The communities have carried out surveys to determine local health needs and have developed comprehensive health care plans. The centers dispense free medicines provided by Cuba.
On June 10, President Chavez introduced Barrio Adentro II. The government will build 600 new diagnostic centers throughout Venezuela, complete with emergency departments, laboratories and operating rooms. Some of the new facilities will offer specialty care and ambulance services. About 1,200 centers for rehabilitation, physical therapy, acupuncture and health education are also being built.
The health ministry has recruited 1,500 Venezuelan physicians to join the new programs. It has arranged for 17,000 Venezuelans to travel to Cuba for orthopedic or eye surgery.

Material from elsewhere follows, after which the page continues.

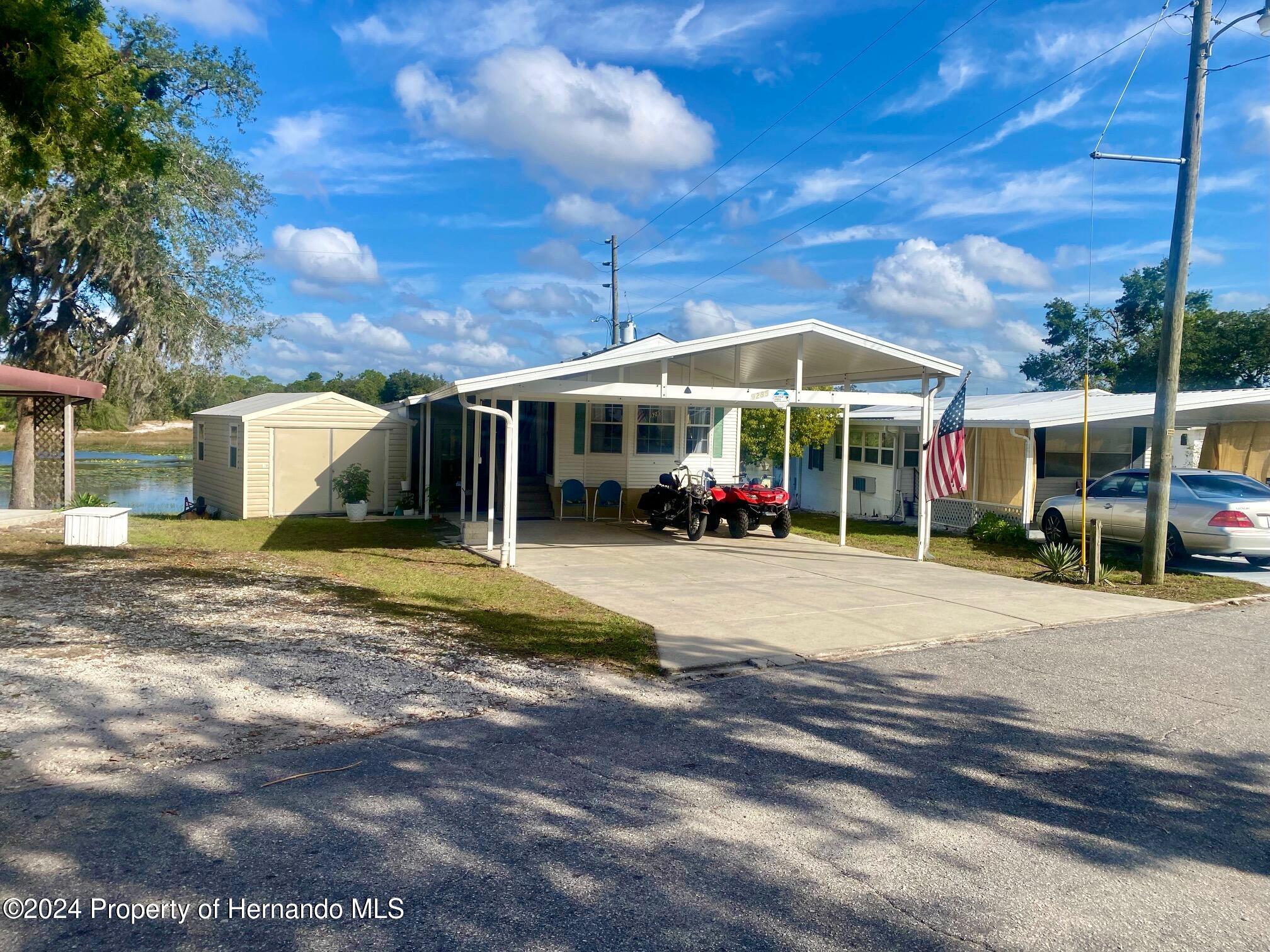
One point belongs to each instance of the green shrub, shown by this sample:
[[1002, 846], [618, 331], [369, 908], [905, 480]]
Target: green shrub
[[353, 485], [1058, 563], [996, 528]]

Under Barrio Adentro III, the existing hospital system will be overhauled. The government will buy top quality equipment from abroad for refurbishing hospitals and for patient care that in the future will be provided free. The money comes from a $6 billion development fund that the National Assembly withdrew last July from foreign currency reserves worth $30 billion.
In view of a shortage of 20,000 practicing physicians, medical education is a priority. This year 887 students from Venezuela are enrolled in Cuba’s Latin American School of Medicine, and 1,050 Venezuelan doctors are studying family medicine in Cuba. All Cuban doctors working in Venezuela have two medical students in tow who are enrolled in a “medical school without walls” developed by Cuban and Venezuelan medical educators.
The program began Oct. 3, with 20,000 entering Venezuelan medical students. Their course will emphasize humanistic values and close integration of basic sciences with clinical medicine. Students are taught even in remote, rural areas, because the need for students to go to cities to study medicine often influences them not to return to practice in their home districts.
Venezuelan and Cuban educators are planning to train 50,000 new Venezuelan doctors over the next 10 years, plus 30,000 others from elsewhere in Latin America. President Chavez recently announced plans to develop in Venezuela a second Latin American School of Medicine.